2) For every $\theta\in \mathbb{R}$ there is $k\in\mathbb{Z}$ such that $\theta\in (-\pi/2+k\pi,\pi/2+k\pi)$ or $\theta\in (k\pi,\pi+k\pi)$.
2.1) If $\theta\in (-\pi/2+k\pi,\pi/2+k\pi)$, than
$$F\colon (-\pi/2+k\pi,\pi/2+k\pi)\to \mathbb{S}^1\cap \{(x,y)\in \mathbb{R}^2\mid (-1)^kx>0\}$$
is an homeomorphism, with inverse
$$G\colon \mathbb{S}^1\cap \{(x,y)\in \mathbb{R}^2\mid (-1)^kx>0\}\to (-\pi/2+k\pi,\pi/2+k\pi), \quad(x,y)\to \arctan(y/x)+k\pi$$
2.2) If $\theta \in (k\pi,\pi+k\pi)$, then
$$F\colon (k\pi,\pi+k\pi)\to \mathbb{S}^1\cap \{(x,y)\in \mathbb{R}^2\mid (-1)^ky>0\}$$ is an homeomorphism, with inverse
$$G\colon \mathbb{S}^1\cap \{(x,y)\in \mathbb{R}^2\mid (-1)^ky>0\}\to (k\pi,\pi+k\pi), \quad(x,y)\to \operatorname{arccotan}(x/y)+k\pi$$
1) Am I right?
2) Is there a shorter and smarter proof? (But still elementary proof)

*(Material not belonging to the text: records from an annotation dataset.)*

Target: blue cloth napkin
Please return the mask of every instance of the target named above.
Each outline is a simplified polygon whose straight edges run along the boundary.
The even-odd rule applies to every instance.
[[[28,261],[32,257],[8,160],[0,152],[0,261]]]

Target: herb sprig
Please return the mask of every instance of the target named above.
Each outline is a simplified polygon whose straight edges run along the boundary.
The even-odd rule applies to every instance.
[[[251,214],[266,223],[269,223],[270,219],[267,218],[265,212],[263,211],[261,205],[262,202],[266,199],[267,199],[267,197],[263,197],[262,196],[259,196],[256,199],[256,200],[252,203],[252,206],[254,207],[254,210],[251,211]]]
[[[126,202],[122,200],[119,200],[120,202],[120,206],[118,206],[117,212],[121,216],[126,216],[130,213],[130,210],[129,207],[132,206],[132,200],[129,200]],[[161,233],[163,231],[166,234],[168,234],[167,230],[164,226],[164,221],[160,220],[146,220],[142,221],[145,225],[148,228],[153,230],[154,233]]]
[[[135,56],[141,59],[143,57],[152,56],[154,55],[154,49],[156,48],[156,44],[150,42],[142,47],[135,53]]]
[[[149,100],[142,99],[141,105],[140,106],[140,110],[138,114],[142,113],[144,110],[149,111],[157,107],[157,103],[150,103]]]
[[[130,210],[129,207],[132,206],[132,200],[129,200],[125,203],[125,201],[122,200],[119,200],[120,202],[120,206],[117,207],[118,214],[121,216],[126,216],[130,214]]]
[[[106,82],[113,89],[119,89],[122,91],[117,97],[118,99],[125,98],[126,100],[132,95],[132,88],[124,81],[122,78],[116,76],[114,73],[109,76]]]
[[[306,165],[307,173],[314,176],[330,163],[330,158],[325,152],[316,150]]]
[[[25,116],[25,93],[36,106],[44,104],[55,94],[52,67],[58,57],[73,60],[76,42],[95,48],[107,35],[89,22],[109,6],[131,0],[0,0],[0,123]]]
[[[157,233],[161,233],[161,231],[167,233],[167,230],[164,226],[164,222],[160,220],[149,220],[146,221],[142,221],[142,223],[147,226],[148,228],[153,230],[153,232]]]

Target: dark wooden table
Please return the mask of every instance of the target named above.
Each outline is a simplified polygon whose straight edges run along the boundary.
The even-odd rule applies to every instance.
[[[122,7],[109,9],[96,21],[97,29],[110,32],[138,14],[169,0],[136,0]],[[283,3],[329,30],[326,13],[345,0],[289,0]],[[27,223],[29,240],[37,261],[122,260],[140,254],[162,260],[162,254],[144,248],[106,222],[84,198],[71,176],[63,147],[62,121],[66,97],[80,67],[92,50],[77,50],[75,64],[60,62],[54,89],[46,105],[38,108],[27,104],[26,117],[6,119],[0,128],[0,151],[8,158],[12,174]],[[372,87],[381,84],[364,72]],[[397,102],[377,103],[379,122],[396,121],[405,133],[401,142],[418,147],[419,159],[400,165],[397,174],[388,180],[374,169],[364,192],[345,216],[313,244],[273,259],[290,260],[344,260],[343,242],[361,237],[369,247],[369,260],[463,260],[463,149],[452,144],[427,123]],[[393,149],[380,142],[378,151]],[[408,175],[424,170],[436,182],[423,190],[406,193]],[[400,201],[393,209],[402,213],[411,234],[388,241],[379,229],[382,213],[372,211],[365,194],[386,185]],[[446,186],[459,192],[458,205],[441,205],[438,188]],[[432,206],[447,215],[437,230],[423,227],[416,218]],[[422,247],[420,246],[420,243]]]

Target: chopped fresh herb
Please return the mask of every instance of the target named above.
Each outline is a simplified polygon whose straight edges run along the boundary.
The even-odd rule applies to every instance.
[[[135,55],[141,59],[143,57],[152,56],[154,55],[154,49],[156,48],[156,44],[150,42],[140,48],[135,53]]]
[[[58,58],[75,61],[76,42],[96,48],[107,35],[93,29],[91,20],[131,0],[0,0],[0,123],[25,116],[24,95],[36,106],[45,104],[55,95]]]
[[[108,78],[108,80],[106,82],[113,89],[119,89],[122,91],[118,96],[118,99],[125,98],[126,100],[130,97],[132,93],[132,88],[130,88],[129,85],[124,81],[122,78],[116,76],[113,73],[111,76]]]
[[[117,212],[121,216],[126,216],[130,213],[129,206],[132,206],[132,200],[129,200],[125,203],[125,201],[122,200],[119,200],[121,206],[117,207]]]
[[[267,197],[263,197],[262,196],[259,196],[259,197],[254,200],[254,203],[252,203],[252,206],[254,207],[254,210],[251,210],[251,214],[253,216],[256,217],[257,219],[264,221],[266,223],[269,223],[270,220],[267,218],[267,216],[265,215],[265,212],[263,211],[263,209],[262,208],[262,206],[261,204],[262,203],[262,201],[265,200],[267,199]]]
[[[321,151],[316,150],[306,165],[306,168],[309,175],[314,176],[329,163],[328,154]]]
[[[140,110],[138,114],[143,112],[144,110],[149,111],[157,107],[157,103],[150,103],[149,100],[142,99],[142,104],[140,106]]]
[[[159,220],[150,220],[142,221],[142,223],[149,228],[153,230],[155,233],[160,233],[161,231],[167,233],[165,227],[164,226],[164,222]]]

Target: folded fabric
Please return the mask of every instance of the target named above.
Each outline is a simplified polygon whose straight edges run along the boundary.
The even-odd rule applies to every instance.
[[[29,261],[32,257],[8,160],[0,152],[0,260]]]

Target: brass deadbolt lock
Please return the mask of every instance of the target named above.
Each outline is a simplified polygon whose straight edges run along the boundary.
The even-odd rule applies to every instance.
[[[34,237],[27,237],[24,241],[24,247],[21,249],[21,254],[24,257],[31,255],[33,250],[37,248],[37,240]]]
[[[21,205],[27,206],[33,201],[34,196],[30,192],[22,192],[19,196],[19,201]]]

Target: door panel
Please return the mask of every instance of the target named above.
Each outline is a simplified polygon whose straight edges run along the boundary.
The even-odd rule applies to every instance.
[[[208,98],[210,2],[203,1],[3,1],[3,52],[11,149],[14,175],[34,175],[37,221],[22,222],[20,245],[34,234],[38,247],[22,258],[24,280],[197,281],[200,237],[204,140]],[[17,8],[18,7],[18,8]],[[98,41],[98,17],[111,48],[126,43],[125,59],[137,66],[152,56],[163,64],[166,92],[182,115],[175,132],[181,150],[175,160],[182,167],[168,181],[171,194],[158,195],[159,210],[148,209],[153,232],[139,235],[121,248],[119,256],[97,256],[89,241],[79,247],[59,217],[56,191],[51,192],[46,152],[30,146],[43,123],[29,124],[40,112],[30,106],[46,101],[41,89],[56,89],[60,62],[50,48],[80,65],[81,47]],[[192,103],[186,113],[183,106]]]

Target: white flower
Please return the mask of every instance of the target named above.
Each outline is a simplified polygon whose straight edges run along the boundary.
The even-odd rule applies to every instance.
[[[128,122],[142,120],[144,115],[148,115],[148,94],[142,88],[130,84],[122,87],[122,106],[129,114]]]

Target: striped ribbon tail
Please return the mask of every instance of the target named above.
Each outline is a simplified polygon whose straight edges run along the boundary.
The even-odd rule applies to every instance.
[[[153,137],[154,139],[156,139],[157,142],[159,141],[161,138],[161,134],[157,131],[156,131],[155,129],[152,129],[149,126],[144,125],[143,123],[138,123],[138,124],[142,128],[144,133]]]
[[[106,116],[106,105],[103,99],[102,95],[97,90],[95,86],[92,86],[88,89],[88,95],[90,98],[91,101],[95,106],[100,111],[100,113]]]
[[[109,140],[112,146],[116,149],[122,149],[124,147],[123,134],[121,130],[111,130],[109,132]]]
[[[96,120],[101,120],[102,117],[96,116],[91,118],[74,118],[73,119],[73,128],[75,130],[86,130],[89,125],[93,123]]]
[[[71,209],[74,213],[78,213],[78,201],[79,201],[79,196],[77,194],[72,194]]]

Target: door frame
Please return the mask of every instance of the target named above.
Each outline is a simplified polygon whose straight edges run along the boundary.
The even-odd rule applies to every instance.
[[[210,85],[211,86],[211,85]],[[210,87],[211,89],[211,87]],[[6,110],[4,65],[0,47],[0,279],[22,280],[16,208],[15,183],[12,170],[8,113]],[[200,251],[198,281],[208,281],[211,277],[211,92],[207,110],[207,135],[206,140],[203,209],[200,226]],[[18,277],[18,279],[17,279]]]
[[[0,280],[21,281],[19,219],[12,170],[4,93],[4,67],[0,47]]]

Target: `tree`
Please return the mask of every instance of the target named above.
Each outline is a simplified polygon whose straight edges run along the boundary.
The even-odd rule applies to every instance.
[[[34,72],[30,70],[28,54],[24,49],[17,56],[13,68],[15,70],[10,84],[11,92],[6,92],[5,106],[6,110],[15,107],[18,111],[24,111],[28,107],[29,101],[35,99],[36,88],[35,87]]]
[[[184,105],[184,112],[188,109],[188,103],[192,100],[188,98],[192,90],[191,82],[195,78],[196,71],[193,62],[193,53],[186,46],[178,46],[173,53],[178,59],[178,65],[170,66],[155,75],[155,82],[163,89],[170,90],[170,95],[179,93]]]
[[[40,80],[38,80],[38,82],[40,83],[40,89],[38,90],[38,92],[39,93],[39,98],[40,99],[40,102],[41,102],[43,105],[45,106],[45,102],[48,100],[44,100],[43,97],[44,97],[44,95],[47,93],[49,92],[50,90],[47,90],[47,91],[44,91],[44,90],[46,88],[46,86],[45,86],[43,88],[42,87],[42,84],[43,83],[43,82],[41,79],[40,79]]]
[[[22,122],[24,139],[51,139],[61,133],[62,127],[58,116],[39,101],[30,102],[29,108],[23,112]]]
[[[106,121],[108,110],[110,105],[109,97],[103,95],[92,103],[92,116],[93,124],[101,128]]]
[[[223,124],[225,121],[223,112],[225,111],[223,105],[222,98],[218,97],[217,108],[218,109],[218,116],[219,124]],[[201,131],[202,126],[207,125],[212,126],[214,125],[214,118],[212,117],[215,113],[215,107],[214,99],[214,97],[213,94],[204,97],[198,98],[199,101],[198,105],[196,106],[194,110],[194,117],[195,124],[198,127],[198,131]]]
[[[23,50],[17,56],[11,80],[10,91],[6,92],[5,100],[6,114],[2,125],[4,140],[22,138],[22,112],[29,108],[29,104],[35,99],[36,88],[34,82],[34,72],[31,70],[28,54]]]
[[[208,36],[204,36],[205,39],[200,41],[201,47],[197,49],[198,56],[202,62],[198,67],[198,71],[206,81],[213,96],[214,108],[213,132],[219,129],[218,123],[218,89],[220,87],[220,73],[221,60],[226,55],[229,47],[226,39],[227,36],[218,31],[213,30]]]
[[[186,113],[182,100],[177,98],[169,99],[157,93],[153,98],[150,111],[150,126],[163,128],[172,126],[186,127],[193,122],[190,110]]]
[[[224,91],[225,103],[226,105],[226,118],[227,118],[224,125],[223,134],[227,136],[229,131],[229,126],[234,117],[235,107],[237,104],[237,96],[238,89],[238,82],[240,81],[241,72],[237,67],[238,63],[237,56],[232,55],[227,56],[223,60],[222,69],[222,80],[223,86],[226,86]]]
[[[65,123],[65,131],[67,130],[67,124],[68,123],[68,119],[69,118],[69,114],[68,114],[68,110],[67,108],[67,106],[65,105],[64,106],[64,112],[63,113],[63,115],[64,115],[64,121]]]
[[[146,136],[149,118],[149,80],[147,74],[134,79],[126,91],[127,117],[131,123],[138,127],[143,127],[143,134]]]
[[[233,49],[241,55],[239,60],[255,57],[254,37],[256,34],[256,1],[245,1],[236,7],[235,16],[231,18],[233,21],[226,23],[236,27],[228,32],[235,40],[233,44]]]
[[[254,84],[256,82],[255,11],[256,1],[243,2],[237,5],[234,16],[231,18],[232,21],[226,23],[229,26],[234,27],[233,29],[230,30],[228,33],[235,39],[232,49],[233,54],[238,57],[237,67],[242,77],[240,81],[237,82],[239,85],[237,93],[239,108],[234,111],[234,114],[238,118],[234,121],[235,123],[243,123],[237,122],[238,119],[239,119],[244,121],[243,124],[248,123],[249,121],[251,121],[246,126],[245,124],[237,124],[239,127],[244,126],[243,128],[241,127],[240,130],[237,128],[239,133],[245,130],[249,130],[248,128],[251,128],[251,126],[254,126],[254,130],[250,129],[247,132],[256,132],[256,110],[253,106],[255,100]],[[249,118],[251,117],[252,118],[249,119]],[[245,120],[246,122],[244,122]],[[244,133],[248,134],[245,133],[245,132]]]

3) Is also true that all the above homeomorphisms are diffeomorphisms?
The answer for the three questions is yes. Let me show a alternative prove. Consider the map $f:\mathbb R \times (0,\infty) \to \mathbb R^2 \setminus \{0\}$ given by $f(t,r) = r(\cos(t),\sin(t))$.
Notice this map is smooth and surjective (because the map gives you polar coordinates). The jacobian of this map is the matrix \begin{bmatrix} \cos(t) & -r\sin(t) \\ \sin(t) & r\cos(t) \\ \end{bmatrix} whose determinant is $r>0$. Therefore, by the inverse function theorem this map is local diffeomorphism. The map you want is the restriction $F(t) = f(t,1)$, that will be local diffeomorphism too.